AMD, meanwhile, was busy clawing back CPU market share from Intel and powering consoles like the PS4 and Xbox One. Its focus on gaming and general-purpose computing paid off in the short term, but left it flat-footed when AI exploded. By the time AMD pivoted to AI, NVIDIA had already built a decade-long moat of hardware, software, and developer mindshare.
AMD’s MI300X is no slouch. With 192GB of HBM3 memory and a chiplet-based design derived from the El Capitan supercomputer, it’s a formidable piece of silicon. In some benchmarks, it even outperforms NVIDIA’s H100. But performance isn’t the whole story. NVIDIA’s ecosystem—CUDA, cuDNN, TensorRT—is deeply entrenched, making it hard for AMD to displace existing workflows. As one analyst noted, “NVIDIA’s Hopper H200 retains a significant performance advantage over the MI300X. Expect that gap to expand even further with Blackwell and Rubin” .
Moreover, AMD’s MI300X is just now reaching customers, while NVIDIA is already shipping its next-gen chips. In the fast-moving AI market, being late—even by a year—can be fatal.

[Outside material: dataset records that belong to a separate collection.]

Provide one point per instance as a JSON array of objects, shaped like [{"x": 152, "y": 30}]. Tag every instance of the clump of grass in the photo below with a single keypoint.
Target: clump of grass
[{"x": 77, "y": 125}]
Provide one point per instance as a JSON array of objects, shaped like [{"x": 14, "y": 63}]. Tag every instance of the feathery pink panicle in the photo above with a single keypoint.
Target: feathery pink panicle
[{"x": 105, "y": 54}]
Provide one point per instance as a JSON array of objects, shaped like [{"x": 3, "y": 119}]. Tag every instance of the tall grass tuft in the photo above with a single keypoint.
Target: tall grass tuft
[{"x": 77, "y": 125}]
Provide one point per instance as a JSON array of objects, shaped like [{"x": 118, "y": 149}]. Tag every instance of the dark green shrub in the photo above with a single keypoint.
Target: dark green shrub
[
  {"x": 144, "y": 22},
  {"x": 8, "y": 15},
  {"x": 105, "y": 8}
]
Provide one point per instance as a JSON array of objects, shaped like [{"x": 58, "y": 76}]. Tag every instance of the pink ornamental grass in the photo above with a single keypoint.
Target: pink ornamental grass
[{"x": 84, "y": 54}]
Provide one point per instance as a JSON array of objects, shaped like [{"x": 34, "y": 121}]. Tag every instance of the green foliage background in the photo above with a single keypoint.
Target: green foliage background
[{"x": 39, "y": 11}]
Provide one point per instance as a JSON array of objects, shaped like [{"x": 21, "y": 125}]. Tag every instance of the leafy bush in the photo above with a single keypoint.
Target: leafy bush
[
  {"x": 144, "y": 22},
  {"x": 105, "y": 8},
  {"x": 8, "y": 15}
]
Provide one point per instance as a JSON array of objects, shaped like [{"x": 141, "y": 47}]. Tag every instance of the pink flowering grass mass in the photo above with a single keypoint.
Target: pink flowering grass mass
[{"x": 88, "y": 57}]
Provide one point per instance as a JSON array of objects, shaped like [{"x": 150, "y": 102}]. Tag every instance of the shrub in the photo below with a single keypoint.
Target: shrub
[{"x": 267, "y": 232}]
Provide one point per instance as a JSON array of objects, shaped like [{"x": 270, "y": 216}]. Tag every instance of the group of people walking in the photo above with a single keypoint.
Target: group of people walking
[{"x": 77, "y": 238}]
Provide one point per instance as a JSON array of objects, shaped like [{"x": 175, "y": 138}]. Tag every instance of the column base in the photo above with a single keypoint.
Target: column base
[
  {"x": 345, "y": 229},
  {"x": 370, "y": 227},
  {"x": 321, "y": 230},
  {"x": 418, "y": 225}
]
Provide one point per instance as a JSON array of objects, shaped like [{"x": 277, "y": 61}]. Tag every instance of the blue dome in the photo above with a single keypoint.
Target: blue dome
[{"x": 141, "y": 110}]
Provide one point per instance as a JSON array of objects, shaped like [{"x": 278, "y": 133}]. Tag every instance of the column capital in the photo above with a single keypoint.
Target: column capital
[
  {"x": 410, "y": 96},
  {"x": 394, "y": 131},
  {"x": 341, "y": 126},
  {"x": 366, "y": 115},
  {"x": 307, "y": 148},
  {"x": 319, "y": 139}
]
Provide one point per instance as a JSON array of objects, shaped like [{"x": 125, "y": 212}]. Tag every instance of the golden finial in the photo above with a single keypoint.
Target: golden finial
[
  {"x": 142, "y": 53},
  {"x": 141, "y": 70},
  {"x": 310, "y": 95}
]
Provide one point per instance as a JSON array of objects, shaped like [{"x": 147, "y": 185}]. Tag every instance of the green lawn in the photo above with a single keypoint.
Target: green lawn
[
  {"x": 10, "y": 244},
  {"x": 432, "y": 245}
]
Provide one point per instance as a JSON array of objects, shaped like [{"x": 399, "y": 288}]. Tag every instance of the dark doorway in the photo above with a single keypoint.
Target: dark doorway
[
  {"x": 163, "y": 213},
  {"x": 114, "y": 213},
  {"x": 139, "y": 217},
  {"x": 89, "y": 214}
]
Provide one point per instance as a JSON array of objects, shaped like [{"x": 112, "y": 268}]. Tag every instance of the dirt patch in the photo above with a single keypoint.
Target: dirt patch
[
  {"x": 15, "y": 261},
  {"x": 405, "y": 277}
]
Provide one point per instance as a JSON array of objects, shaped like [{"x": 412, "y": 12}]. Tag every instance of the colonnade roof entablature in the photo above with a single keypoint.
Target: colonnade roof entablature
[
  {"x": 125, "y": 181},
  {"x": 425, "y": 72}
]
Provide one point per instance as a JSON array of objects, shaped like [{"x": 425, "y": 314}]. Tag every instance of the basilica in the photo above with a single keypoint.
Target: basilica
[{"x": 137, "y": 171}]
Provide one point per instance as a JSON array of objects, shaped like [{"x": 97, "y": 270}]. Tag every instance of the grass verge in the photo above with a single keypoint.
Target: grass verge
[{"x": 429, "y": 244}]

Recognizing that hardware alone isn’t enough, AMD acquired Nod.ai in 2023 to bolster its AI software capabilities. Nod.ai’s compiler-based automation software aims to simplify the deployment of AI models on AMD hardware . But building a software ecosystem takes time, and AMD is starting from behind. NVIDIA’s CUDA has been the industry standard for years, and retraining developers to use a new platform is a monumental task.
AMD’s $50 billion acquisition of Xilinx in 2022 was a bold bet on adaptive computing. Xilinx’s FPGAs and AI engines offer flexibility that fixed-function GPUs can’t match . In theory, this gives AMD an edge in specialized AI workloads. In practice, integrating Xilinx’s technology into AMD’s product stack has been slow, and the payoff remains uncertain.
AMD’s stock has taken a hit recently, with shares down 3.7% after a lackluster Advancing AI 2024 event . Analysts have downgraded the stock, citing concerns about AMD’s ability to compete with NVIDIA in AI. While some remain bullish, pointing to AMD’s potential in inference workloads, others worry that the company is perpetually playing catch-up.
Lisa Su has orchestrated one of the most impressive turnarounds in tech history, transforming AMD from a struggling CPU maker into a formidable competitor. But the AI race is a different beast. NVIDIA’s early investments in software and ecosystem have created a near-insurmountable lead. AMD’s recent moves are promising, but the company is still years behind. In the world of AI, where speed and scale are everything, catching up may not be enough.